If the product was pumped or ejected out of the nozzle with sufficient force so as to preclude the product from freezing in the nozzle, then it would be possible to have the nozzles closer to the surface of the liquid nitrogen.
Typically, it has also been found that creating movement or flow within the liquid nitrogen, precludes a large degree of the surface bubbling that is typically encountered. Such movement can be caused by impellers, paddles, or jets.
One way to improve the efficiency of a cryogenic apparatus such that the dwell time is fairly constant, thereby making the whole process more efficient in terms of not wasting liquid nitrogen, is to introduce the product into a moving volume of liquid nitrogen for a controlled period of time. This can be accomplished by having liquid nitrogen flow at a relatively constant rate along a downwardly sloping ramp or sluiceway, where it can flow until it reaches a reservoir. The amount of time taken for the liquid nitrogen to travel the ramp or sluiceway is fairly constant, and controllable depending on the length and slope of the ramp or sluiceway. It is, therefore, possible to control the dwell time of the liquid product in the nitrogen by introducing the product onto the sluiceway at a given point, and removing the frozen product at a given point.
Introduction of the product is done basically in the same manner as introducing such product to a reservoir of liquid nitrogen for freezing--the product is dropped from one or more nozzles. The movement of the liquid nitrogen flow on the ramp or sluiceway largely precludes the boiling action of the liquid nitrogen that typically interferes with proper operation of the nozzle or nozzles.
More importantly, it is possible to channel the flow of liquid nitrogen, since it is in a ramp or sluiceway, into a means for separating the frozen product from the liquid nitrogen. Such means can be a fairly simple screen that catches the product, removes it from the flow of liquid nitrogen and transports it to a holding bin.
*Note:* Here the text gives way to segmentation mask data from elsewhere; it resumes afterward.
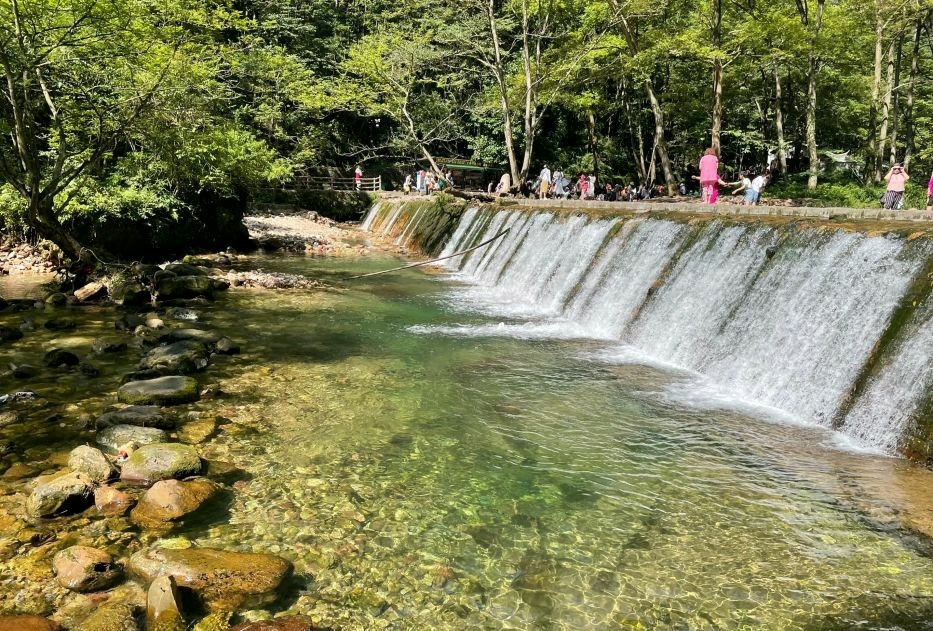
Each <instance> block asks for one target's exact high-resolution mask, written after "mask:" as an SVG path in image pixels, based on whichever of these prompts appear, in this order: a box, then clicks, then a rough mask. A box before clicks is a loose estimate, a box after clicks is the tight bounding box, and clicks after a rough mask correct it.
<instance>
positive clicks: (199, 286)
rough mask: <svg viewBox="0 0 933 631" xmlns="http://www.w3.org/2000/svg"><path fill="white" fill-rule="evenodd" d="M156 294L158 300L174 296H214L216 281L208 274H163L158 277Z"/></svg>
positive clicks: (174, 298)
mask: <svg viewBox="0 0 933 631" xmlns="http://www.w3.org/2000/svg"><path fill="white" fill-rule="evenodd" d="M157 283H158V284H157V285H156V294H157V295H158V298H159V300H173V299H176V298H198V297H200V296H203V297H205V298H208V299H212V298H213V297H214V290H215V289H216V283H215V282H214V279H212V278H210V277H208V276H175V277H172V276H163V277H160V278H158V280H157Z"/></svg>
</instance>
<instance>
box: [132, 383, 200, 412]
mask: <svg viewBox="0 0 933 631" xmlns="http://www.w3.org/2000/svg"><path fill="white" fill-rule="evenodd" d="M198 398H200V395H199V393H198V382H197V381H195V380H194V379H192V378H191V377H182V376H170V377H158V378H156V379H147V380H145V381H131V382H130V383H126V384H123V385H122V386H120V389H119V390H117V399H118V400H119V401H121V402H122V403H130V404H135V405H150V404H151V405H176V404H179V403H191V402H193V401H197V400H198Z"/></svg>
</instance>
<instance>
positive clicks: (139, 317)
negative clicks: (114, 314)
mask: <svg viewBox="0 0 933 631" xmlns="http://www.w3.org/2000/svg"><path fill="white" fill-rule="evenodd" d="M144 322H145V321H144V320H143V319H142V317H140V316H139V315H138V314H136V313H127V314H124V315H122V316H120V317H119V318H117V319H116V320H115V321H114V323H113V326H114V328H115V329H116V330H118V331H135V330H136V327H138V326H143V324H144Z"/></svg>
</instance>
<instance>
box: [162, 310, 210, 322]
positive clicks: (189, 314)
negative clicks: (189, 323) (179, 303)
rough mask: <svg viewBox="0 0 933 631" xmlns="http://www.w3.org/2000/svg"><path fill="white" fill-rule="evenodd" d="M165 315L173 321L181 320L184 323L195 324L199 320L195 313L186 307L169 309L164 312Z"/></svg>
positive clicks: (195, 312)
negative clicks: (175, 320)
mask: <svg viewBox="0 0 933 631" xmlns="http://www.w3.org/2000/svg"><path fill="white" fill-rule="evenodd" d="M165 315H167V316H168V317H170V318H173V319H175V320H182V321H185V322H197V321H198V320H200V319H201V316H199V315H198V313H197V311H193V310H191V309H188V308H186V307H169V308H168V309H166V310H165Z"/></svg>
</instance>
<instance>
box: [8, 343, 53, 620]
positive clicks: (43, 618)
mask: <svg viewBox="0 0 933 631" xmlns="http://www.w3.org/2000/svg"><path fill="white" fill-rule="evenodd" d="M22 337H23V332H22V331H20V330H19V329H14V328H13V327H10V326H3V325H0V342H12V341H14V340H18V339H20V338H22ZM43 619H44V618H43Z"/></svg>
The liquid nitrogen would obviously pass through the screen, and ultimately be returned to the reservoir of liquid nitrogen.
There are problems associated with the apparatus as described above in that there is a greater amount of liquid nitrogen exposed to the air than necessary, which allows for greater evaporation of the liquid nitrogen. Furthermore, the movement and general agitation of the liquid nitrogen will also cause greater evaporation. Since liquid nitrogen is quite expensive, it is undesirable to have any more evaporation of liquid nitrogen than is necessary.